Rogue Ontario Pharmacists Dealing Opioids

Posted by on Oct 15, 2018 in Blog | 0 comments

Rogue Ontario Pharmacists Dealing Opioids

pharmacistsAn investigation conducted by Global, the Toronto Star, and the Ryerson Journalism department has uncovered hundreds of Ontario pharmacists dealing opioids and other drugs from their stores. The provincial government has monitors that oversee the prescribing and dispensing of opioids but no pharmacist has been caught drug dealing as a result of these monitors in the last five years.

The investigation analyzed disciplinary records from the Ontario College of Pharmacists from 2013 to 2017. It found 241 pharmacists responsible for distributing huge and lethal amounts of opioids to the streets, defrauding provincial drug plans, sexual harassment of patients and employees, and fatal dispensing errors. During the time period in question, just 15 pharmacists were sanctioned by the College for illegal dealing of prescription medication. “Nearly 3.5 million doses of prescription drugs disappeared from Ontario pharmacies from 2013 to 2017, the data shows. And the growth is startling: from about 2, 200 reports of drug losses in 2013 to more than 30, 000 last year.” Three-quarters of the drug loss reports list the reason for the loss as “unexplained”.

Dr. David Juurlink, a professor of pharmacology at the University of Toronto, said that many people who have an opioid addiction began with experimenting with a pill that was prescribed to someone else. Therefore, while most opioid deaths are due to illegal fentanyl, those people often started using legal forms of opioids like prescription hydromorphone. One convicted Ontario pharmacist was found to have trafficked more than 5000 fentanyl patches worth more than $1 million dollars on the street. Another convicted Ontario pharmacist had forged prescriptions for dead people to cover his tracks.

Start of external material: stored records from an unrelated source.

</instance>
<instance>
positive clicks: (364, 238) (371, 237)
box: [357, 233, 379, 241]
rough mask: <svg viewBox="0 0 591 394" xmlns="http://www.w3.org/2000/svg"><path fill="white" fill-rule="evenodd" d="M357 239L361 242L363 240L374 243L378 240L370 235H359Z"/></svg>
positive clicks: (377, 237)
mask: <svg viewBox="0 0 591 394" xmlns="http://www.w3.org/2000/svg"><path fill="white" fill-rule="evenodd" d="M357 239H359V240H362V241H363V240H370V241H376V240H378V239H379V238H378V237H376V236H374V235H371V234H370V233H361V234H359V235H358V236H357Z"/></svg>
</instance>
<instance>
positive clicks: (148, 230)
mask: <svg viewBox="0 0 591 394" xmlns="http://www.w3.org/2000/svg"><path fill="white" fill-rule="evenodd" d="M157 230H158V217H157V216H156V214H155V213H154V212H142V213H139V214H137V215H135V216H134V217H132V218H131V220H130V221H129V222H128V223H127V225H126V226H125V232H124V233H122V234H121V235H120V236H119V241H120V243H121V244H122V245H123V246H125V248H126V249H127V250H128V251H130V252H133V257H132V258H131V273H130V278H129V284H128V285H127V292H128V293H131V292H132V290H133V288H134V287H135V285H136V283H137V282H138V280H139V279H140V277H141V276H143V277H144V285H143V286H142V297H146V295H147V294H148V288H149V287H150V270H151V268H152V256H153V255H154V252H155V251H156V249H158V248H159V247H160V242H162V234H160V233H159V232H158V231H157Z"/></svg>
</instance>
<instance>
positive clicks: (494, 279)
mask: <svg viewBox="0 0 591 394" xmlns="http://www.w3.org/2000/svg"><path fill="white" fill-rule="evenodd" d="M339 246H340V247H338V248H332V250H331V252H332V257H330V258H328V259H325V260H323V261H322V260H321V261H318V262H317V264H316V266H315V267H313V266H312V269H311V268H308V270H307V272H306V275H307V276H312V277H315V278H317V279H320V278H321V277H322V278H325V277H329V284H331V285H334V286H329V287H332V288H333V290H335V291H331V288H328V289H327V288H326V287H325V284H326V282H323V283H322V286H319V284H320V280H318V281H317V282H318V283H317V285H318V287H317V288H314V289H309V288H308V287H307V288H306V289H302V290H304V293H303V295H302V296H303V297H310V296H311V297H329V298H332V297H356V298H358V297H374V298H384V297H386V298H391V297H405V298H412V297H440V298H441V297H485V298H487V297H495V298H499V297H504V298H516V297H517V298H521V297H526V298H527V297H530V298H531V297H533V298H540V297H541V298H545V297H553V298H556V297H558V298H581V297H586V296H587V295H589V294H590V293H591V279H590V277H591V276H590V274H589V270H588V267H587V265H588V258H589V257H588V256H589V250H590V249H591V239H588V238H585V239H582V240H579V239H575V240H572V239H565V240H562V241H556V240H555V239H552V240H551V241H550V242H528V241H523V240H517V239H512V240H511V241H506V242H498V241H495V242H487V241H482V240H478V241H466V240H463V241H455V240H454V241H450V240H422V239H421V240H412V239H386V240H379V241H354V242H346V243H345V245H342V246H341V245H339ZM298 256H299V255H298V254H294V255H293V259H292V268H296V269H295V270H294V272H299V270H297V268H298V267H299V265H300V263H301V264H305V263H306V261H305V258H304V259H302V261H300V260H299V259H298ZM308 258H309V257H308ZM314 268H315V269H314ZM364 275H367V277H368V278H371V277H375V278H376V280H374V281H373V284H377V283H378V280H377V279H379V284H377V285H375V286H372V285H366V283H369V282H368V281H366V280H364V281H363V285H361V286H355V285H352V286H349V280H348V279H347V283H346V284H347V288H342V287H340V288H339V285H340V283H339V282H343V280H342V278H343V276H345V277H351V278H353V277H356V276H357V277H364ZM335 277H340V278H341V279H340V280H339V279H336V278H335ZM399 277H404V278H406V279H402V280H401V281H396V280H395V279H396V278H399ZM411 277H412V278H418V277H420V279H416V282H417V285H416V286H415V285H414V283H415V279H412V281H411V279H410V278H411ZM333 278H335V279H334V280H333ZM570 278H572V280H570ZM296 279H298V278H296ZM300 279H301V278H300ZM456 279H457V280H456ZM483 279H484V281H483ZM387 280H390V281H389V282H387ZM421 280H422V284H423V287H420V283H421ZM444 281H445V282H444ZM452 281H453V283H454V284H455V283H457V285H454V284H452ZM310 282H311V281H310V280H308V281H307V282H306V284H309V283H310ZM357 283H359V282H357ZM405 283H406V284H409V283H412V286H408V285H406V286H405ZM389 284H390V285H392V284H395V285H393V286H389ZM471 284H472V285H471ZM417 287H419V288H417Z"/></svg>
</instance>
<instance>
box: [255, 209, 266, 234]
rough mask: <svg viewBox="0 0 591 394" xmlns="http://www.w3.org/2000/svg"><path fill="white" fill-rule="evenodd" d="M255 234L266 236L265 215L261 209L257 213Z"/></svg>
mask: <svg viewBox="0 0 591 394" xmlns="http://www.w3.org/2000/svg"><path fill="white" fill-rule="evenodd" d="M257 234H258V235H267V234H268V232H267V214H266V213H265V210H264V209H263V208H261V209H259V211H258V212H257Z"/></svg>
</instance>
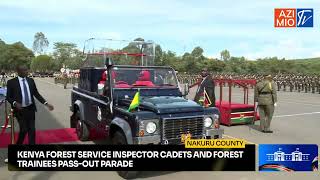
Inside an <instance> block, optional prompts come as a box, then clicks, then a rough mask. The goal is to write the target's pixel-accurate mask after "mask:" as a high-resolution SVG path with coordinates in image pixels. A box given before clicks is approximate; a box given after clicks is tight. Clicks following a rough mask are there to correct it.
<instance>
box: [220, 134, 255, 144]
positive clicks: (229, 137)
mask: <svg viewBox="0 0 320 180" xmlns="http://www.w3.org/2000/svg"><path fill="white" fill-rule="evenodd" d="M222 136H225V137H227V138H231V139H242V140H244V141H246V143H248V144H256V143H253V142H250V141H248V140H246V139H243V138H236V137H233V136H229V135H226V134H223V135H222Z"/></svg>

Yet the role pharmacists have to play in alleviating the opioid crisis has not been looked at by the provincial government. Allan Malek, executive vice-president of the Ontario Pharmacists Association, sits on the Ministry of Health’s opioid emergency task force. He says there has been no concerns or discussion of pharmacists who deal and traffic drugs. Drug wholesalers are not required to report suspiciously large opioid orders. The Narcotics Monitoring System (NMS) was introduced in 2012 to identify and reduce the misuse and diversion of monitored drugs. It has not caught a single errant pharmacist. The Health Ministry spokesperson said the NMS was not established to proactively detect diversion or criminal activity. This clearly conflicts with the mission statement the NMS itself has, and shows the provincial government trying to deflect blame for not catching these problems sooner.